Twenty miles south of San Francisco, California lies the town of Montara. With a population of just under 3,000 it is a relatively quiet town filled with open spaces and pristine beaches. So which Cape Cod town is its sister? That would be Wellfleet, located more than 3,200 miles away, clear on the other coast. What these two towns share is not a person, or people, who settled it, but an inanimate object. Montara and Wellfleet have both been home to the same lighthouse.

Today Montara is the resting place of Point Montara Lighthouse. The beacon was erected in 1928 replacing the skeleton tower built in 1912. The thirty-foot tower stands beside a hostel which welcomes thousands of visitors yearly. The story is not that uncommon from those of the nearly 1,000 lighthouses which have at one time or another graced the coasts of the United States and its islands. That is until one discovers the other half of the story of Point Montara.

In 1838 a lighthouse station was established at Mayo Beach, a spot named for the Mayo family which had helped to settle Wellfleet in the mid-17th century. It would be useful in helping guide the growing fishing fleet into the harbor from Cape Cod Bay. It was one of a cluster of lighthouses throughout the state of Massachusetts proposed at roughly the same time. Other stations established at that time were the Three Sisters Lighthouses in Eastham, Ned’s Point in Mattapoisett, and Wing’s Neck in Pocasset.

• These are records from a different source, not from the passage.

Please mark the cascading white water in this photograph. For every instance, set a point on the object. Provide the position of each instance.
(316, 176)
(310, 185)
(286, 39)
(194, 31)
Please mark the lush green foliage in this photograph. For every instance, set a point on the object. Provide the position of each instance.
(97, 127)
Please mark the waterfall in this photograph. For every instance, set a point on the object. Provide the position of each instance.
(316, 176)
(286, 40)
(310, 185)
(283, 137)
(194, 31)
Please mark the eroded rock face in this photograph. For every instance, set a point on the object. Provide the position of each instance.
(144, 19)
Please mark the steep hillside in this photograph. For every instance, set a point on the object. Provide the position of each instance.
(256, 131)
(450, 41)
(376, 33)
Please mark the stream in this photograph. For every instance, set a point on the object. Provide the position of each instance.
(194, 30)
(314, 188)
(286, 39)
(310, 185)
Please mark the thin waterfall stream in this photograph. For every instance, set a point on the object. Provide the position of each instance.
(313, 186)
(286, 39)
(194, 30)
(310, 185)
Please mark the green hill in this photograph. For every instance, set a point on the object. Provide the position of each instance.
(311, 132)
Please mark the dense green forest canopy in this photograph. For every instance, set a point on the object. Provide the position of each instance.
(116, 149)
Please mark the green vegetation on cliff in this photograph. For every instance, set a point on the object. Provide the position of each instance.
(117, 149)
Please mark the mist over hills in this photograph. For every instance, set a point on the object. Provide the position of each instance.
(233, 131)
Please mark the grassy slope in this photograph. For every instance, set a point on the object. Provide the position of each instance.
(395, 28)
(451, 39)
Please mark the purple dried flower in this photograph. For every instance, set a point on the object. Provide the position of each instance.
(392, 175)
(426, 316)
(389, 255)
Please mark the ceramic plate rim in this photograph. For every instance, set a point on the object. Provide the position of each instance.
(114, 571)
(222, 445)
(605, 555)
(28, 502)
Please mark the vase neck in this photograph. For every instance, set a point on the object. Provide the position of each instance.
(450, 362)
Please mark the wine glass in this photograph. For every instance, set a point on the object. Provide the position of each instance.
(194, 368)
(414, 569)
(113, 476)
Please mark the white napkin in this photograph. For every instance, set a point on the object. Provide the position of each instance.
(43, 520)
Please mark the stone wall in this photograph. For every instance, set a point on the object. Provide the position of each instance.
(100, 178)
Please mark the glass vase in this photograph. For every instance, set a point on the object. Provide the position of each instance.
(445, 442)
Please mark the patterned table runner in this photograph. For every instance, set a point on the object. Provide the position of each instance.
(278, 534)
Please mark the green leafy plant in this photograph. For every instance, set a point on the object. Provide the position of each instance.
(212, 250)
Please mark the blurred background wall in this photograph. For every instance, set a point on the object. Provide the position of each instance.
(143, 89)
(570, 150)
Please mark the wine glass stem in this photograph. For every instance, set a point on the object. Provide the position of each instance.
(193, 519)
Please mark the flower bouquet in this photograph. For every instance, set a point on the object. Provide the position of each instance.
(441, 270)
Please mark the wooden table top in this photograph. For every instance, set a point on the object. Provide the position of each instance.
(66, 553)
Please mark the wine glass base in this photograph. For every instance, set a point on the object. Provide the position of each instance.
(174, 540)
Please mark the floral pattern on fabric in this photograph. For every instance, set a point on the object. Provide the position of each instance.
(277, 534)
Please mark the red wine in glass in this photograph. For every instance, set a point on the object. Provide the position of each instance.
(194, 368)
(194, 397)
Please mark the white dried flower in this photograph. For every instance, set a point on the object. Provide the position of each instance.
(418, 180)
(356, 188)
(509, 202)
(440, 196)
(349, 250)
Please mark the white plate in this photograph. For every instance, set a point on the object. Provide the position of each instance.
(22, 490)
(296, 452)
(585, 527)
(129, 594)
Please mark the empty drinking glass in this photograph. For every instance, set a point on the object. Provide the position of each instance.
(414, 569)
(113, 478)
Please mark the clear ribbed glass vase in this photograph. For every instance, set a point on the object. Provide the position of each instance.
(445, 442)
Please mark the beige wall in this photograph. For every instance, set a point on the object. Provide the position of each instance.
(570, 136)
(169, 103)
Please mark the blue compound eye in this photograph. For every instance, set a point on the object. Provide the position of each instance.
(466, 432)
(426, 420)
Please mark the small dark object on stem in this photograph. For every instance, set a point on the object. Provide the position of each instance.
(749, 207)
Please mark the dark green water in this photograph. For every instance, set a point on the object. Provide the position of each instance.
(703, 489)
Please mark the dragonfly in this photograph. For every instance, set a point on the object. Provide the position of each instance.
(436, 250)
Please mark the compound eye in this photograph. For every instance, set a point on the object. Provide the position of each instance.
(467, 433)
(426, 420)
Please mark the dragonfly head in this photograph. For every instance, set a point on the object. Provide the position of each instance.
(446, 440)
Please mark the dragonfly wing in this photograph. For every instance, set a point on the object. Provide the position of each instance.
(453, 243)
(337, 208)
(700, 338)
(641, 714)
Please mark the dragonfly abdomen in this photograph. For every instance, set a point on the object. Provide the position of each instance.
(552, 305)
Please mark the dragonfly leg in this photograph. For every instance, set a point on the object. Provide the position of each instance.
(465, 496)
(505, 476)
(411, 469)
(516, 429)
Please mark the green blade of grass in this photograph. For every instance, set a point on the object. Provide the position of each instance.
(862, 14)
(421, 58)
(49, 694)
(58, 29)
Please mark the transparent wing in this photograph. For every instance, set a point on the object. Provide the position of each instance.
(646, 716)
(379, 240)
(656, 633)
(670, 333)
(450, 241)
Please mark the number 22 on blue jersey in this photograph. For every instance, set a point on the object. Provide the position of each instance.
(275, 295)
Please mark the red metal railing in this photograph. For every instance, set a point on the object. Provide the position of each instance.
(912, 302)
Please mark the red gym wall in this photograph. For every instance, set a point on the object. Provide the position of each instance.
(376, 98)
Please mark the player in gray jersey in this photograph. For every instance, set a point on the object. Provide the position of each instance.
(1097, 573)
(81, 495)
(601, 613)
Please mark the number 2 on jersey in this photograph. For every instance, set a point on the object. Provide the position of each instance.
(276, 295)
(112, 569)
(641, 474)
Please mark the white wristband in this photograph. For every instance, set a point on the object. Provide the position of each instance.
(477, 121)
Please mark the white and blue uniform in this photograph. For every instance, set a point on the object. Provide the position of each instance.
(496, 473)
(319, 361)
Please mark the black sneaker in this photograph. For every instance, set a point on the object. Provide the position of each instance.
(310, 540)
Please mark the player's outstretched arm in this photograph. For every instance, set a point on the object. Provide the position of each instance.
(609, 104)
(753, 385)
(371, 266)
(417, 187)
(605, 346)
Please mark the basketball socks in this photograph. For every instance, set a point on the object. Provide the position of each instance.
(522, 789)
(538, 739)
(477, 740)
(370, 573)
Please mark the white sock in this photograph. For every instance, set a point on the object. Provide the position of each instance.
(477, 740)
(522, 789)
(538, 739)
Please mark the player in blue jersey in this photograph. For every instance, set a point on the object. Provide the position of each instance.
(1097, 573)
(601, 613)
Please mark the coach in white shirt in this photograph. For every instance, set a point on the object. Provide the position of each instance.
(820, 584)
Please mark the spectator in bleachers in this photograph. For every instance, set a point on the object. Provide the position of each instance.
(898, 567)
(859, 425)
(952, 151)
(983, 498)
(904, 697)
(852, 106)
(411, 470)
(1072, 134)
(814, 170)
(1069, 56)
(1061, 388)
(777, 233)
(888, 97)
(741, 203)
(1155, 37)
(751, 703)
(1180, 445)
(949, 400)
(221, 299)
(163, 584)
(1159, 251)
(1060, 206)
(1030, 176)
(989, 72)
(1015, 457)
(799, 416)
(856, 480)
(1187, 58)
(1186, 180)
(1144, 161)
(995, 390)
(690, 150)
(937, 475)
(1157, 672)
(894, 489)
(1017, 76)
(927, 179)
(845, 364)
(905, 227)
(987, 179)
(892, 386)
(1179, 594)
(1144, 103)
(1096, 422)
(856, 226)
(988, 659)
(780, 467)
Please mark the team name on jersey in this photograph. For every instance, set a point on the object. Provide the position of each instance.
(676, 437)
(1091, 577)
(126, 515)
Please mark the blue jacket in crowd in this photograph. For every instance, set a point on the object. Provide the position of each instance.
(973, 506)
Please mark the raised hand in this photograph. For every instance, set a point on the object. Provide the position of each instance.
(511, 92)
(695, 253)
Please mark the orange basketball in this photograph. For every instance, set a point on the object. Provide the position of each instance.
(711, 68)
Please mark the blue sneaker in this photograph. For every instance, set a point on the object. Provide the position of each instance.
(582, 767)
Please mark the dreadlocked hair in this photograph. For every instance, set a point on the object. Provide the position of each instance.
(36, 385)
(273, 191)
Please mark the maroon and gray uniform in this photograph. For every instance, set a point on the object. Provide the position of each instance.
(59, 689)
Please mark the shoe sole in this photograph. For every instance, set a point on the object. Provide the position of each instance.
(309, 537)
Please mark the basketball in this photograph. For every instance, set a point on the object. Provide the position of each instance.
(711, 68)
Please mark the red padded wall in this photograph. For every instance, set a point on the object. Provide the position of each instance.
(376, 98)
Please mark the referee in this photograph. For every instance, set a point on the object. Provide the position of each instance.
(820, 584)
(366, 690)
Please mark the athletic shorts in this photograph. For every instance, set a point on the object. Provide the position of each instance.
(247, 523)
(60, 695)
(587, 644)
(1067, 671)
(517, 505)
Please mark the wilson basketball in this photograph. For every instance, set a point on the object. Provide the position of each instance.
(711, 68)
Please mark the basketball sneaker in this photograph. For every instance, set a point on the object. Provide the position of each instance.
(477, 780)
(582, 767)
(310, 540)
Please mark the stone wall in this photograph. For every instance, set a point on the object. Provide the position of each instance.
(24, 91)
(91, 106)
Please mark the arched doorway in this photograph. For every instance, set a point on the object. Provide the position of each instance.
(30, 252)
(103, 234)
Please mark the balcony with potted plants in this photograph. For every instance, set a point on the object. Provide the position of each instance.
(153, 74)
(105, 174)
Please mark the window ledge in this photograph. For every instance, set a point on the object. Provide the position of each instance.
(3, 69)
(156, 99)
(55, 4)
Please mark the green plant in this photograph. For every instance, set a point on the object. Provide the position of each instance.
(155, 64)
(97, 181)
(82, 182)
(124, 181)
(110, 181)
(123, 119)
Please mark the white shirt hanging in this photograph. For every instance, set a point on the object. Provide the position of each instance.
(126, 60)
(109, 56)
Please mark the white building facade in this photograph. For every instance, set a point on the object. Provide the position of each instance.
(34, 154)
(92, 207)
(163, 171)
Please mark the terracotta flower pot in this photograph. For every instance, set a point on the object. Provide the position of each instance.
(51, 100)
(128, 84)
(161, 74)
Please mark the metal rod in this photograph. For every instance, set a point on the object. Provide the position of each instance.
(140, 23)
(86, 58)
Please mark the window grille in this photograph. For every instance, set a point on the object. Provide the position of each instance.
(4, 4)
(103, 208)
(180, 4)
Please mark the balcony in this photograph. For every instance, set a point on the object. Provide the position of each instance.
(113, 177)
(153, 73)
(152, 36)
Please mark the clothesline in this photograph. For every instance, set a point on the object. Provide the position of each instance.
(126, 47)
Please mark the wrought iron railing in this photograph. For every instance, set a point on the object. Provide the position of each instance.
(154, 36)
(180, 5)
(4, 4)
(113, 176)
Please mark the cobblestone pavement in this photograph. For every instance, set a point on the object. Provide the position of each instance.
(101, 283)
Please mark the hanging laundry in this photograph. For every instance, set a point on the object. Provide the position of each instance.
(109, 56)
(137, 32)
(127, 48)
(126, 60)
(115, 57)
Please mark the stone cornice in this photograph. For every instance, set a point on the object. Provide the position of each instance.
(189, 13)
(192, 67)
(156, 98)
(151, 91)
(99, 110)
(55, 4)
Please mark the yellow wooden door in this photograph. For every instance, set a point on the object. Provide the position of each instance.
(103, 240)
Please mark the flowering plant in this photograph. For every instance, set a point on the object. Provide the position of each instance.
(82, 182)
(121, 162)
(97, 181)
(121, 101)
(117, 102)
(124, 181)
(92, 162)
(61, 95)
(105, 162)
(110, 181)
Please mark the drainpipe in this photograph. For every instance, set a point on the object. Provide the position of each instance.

The beacon at Mayo Beach would be the second built in Wellfleet with the first on Billingsgate Island having been built in 1822. This new structure would be short and wooden. Along with the keeper’s house which was built below sea level, and thus constantly flooding, the site was a disaster. Despite the less than stellar conditions Mayo Beach Light and its keeper’s house would remain relatively unchanged for more than forty years.

The lighthouse and keeper’s house would be totally rebuilt in 1881 with a cast iron tower and adequate house replacing the lackluster previous incarnation. This lighthouse would remain active for over forty years before being decommissioned in 1922. Articles in local newspapers at the time talked of bids being accepted for the purchase of the lighthouse and other buildings on the property. The bidding was won by Captain Harry Capron and the lighthouse was dismantled.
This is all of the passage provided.